Exercise 4: Mini-batches and DataLoaders#

In this exercise, you’ll make the loss versus epoch plots from the previous section, but using a PyTorch DataLoader.

Here are the imports:

import numpy as np
import pandas as pd
import matplotlib.pyplot as plt

import torch
from torch import nn, optim
from torch.utils.data import Dataset, TensorDataset, DataLoader

And here’s the dataset:

boston_prices_df = pd.read_csv(
    "data/boston-house-prices.csv", sep="\s+", header=None,
    names=["CRIM", "ZN", "INDUS", "CHAS", "NOX", "RM", "AGE", "DIS", "RAD", "TAX", "PTRATIO", "B", "LSTAT", "MEDV"],
)

# Pre-normalize the data so we can ignore that part of modeling
boston_prices_df = (boston_prices_df - boston_prices_df.mean()) / boston_prices_df.std()
features = torch.tensor(boston_prices_df.drop(columns="MEDV").values).float()
targets = torch.tensor(boston_prices_df["MEDV"]).float()[:, np.newaxis]

The exercise#

See PyTorch’s documentation on Datasets and DataLoaders to create a TensorDataset from the features and targets, and then load that into two DataLoaders, one with batch_size=len(features) (i.e. one big batch) and the other with batch_size=50. When complete, the dataloader can be used for iteration over mini-batches like this:

for features_subset, targets_subset in dataloader:
    ...

You can use the following code to plot the loss versus epoch from the two batch sizes:

fig, ax = plt.subplots()

ax.plot(range(1, len(loss_vs_epoch) + 1), loss_vs_epoch, label="one big batch")
ax.plot(range(1, len(loss_vs_epoch_batched) + 1), loss_vs_epoch_batched, label="mini-batches")
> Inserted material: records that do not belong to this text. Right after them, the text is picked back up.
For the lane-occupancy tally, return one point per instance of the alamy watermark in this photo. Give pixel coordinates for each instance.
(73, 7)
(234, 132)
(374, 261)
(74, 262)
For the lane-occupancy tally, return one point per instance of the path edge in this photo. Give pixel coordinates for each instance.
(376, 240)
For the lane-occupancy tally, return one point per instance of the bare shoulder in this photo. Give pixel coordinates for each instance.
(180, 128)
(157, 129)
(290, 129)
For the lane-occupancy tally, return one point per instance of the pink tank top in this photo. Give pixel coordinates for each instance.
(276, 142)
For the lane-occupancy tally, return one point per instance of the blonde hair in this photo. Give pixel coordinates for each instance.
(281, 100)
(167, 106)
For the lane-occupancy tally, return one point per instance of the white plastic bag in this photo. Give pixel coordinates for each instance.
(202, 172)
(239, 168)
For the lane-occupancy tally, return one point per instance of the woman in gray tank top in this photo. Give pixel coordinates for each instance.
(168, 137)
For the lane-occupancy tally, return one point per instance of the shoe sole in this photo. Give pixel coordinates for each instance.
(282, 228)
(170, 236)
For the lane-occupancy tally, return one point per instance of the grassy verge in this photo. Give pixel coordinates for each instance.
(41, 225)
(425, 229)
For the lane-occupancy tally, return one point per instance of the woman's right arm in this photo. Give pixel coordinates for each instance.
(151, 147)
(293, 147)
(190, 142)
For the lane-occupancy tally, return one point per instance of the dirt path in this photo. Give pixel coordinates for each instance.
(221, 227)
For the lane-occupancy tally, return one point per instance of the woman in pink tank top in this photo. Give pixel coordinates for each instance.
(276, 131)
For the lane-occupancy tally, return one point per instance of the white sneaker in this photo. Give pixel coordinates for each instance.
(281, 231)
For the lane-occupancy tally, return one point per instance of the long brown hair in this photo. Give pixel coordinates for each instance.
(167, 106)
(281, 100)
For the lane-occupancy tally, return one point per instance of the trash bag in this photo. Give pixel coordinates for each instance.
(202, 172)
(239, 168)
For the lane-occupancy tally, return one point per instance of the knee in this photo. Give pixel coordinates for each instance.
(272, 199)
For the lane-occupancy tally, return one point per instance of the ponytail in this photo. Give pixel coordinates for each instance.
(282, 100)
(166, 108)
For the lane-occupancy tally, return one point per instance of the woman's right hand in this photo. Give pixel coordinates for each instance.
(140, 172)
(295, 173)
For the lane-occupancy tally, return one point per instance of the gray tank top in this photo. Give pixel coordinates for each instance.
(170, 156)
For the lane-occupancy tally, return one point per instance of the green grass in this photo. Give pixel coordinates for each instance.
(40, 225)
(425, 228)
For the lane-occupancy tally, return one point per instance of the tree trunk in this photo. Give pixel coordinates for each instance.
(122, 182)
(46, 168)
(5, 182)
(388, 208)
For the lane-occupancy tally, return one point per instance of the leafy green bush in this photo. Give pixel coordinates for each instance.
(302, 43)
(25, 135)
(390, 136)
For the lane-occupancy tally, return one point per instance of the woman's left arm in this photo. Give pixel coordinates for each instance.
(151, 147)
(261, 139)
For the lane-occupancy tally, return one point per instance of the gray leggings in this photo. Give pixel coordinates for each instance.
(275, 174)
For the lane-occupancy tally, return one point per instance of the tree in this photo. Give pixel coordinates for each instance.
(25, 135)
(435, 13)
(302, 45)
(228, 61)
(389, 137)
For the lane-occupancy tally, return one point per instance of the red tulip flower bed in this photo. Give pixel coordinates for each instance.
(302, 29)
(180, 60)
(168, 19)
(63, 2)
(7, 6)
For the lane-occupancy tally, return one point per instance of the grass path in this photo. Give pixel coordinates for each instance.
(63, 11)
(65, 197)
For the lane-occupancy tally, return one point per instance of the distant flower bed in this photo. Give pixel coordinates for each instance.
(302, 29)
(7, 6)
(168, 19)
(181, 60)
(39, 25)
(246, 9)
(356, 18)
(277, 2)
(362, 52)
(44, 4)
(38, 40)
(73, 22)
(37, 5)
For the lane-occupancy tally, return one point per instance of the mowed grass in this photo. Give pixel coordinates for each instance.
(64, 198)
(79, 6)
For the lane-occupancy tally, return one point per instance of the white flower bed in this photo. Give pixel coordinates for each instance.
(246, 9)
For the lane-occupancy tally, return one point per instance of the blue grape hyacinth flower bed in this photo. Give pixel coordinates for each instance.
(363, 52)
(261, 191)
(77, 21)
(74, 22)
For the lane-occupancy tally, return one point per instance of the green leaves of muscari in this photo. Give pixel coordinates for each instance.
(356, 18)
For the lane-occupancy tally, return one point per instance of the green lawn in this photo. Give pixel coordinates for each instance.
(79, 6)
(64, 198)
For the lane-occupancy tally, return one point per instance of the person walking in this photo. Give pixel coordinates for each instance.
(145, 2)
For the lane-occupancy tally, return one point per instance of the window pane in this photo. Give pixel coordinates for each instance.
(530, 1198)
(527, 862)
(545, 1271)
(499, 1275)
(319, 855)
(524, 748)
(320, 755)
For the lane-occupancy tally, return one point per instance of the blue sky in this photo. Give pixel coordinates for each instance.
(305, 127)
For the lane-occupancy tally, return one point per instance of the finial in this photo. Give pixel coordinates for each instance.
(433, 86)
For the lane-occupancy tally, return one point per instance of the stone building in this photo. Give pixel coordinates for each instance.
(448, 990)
ax.set_xlabel("number of epochs")
ax.set_ylabel("loss ($\chi^2$)")

ax.legend(loc="upper right")

plt.show()

Something to think about#

Are you following this course because you have a particular ML problem in mind? Does its data fit in memory?
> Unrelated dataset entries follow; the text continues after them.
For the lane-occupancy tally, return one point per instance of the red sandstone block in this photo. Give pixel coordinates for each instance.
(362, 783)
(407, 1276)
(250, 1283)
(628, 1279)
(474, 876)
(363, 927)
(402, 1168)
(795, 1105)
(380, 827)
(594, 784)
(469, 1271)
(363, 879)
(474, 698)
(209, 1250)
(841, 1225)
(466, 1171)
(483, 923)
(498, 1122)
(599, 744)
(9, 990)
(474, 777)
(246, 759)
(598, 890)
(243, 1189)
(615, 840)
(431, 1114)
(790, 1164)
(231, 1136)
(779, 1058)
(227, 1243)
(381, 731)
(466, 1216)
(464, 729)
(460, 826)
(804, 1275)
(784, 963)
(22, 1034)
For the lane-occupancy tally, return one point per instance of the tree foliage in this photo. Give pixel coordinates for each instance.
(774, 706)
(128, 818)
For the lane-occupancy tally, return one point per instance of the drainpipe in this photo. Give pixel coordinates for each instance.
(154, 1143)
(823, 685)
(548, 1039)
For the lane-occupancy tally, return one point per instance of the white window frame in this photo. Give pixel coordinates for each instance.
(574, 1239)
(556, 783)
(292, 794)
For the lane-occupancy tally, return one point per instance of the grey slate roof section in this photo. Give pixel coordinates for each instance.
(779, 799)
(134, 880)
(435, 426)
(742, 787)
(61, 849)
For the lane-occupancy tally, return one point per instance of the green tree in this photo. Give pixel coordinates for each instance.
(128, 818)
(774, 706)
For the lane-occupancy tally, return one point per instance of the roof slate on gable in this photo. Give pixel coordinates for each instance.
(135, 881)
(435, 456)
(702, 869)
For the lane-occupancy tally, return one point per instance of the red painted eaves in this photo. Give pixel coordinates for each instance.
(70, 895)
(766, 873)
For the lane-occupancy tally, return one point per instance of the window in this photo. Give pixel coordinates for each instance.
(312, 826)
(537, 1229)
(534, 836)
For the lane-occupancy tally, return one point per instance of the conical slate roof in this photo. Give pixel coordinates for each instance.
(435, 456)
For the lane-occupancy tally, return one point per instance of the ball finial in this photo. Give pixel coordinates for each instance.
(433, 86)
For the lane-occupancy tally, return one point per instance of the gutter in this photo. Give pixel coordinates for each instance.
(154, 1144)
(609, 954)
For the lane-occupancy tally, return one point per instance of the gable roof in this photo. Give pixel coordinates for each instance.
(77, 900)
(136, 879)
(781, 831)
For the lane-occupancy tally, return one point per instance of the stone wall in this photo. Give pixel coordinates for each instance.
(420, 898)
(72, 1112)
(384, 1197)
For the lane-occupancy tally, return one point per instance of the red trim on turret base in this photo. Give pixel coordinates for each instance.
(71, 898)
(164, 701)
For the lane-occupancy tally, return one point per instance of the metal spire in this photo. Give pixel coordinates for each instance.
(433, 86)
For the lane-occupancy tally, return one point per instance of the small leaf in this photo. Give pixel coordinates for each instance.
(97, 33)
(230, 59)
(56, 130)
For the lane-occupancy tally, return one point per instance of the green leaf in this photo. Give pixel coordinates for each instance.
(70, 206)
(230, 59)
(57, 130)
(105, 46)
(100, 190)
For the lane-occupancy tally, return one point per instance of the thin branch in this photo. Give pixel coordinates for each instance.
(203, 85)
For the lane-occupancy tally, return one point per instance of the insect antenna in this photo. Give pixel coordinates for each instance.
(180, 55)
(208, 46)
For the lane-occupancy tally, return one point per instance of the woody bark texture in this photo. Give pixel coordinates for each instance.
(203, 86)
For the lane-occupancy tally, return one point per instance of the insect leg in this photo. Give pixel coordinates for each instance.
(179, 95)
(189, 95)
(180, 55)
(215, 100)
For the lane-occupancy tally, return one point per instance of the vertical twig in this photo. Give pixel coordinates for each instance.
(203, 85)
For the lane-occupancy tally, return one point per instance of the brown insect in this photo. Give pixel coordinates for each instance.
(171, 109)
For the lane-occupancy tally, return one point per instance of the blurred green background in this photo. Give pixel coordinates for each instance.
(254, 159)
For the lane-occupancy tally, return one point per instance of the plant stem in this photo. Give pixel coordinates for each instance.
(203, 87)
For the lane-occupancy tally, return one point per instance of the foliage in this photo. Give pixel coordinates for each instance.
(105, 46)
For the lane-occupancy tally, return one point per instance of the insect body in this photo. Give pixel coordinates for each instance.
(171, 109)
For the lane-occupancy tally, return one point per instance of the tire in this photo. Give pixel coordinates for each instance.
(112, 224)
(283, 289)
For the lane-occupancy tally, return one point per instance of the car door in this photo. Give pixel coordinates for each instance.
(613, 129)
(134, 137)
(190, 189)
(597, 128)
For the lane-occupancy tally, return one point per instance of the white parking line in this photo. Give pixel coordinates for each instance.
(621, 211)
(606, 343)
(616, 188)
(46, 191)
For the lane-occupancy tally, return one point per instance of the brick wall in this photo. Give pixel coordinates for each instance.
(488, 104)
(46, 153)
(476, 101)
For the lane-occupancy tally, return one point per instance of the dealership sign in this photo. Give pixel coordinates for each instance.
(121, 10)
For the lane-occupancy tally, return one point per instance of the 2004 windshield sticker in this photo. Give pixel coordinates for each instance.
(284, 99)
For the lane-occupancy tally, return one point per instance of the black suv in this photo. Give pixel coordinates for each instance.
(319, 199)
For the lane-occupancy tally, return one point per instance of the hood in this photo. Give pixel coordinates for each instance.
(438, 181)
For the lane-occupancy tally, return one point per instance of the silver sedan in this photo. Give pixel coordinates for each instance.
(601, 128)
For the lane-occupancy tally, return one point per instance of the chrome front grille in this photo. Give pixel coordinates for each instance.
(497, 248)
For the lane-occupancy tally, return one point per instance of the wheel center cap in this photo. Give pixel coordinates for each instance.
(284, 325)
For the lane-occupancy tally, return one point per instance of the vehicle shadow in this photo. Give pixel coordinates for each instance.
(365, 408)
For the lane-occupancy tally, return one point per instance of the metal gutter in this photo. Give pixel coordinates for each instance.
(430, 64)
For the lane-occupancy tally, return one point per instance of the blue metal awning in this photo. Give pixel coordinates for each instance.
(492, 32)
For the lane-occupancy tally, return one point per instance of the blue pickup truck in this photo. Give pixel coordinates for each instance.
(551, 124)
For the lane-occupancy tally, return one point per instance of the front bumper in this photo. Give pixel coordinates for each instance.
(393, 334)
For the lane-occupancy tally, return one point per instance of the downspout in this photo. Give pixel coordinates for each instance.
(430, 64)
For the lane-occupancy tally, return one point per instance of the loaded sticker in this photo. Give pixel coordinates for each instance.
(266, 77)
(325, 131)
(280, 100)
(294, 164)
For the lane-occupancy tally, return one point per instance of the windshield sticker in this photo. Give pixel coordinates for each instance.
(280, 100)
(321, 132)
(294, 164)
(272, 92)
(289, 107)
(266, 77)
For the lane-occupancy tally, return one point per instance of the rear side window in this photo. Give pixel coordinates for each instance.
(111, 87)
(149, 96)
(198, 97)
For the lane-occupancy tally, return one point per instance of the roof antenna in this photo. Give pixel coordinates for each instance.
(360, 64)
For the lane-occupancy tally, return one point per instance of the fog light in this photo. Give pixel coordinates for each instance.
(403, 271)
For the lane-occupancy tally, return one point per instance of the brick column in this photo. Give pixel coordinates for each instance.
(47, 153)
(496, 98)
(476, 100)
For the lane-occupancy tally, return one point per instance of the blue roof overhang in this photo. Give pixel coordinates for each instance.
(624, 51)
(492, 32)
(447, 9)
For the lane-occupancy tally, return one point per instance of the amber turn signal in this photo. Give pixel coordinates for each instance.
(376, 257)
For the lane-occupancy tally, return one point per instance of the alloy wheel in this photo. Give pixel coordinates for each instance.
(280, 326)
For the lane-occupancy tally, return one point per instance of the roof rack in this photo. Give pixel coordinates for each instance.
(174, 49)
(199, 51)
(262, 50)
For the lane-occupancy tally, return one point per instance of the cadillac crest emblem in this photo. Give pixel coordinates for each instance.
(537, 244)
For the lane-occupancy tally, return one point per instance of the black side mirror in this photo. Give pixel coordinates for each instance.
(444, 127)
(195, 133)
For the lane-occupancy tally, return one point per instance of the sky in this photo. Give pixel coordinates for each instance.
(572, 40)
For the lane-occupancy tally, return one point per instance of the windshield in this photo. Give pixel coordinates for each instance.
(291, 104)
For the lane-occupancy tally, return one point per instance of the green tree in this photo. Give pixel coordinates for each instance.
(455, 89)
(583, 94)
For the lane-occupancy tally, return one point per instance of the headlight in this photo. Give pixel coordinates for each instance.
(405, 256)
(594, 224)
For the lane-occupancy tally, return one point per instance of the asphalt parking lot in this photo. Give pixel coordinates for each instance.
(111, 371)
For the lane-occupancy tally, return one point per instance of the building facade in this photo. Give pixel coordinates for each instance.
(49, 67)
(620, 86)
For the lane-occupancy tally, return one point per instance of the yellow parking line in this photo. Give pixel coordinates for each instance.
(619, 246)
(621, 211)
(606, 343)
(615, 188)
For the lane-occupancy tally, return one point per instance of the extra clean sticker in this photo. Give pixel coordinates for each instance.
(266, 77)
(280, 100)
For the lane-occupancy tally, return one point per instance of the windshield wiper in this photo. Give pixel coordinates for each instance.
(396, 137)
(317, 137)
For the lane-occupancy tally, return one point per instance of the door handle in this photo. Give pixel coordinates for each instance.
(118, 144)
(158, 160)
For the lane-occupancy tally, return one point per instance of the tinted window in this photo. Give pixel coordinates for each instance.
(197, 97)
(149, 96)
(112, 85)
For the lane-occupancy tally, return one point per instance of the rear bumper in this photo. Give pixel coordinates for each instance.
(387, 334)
Note that you can make subclasses of the generic Dataset class like this:

class CustomDataset(Dataset):
    def __len__(self):
        return np.iinfo(np.int64).max   # or number of batches, if known

    def __getitem__(self, batch_index):
        if can_get_more_data():
            features, targets = get_more_data()
            return features, targets
        else:
            raise IndexError("no more data")

For your particular dataset, how would you fit your data-loading procedure into the class above?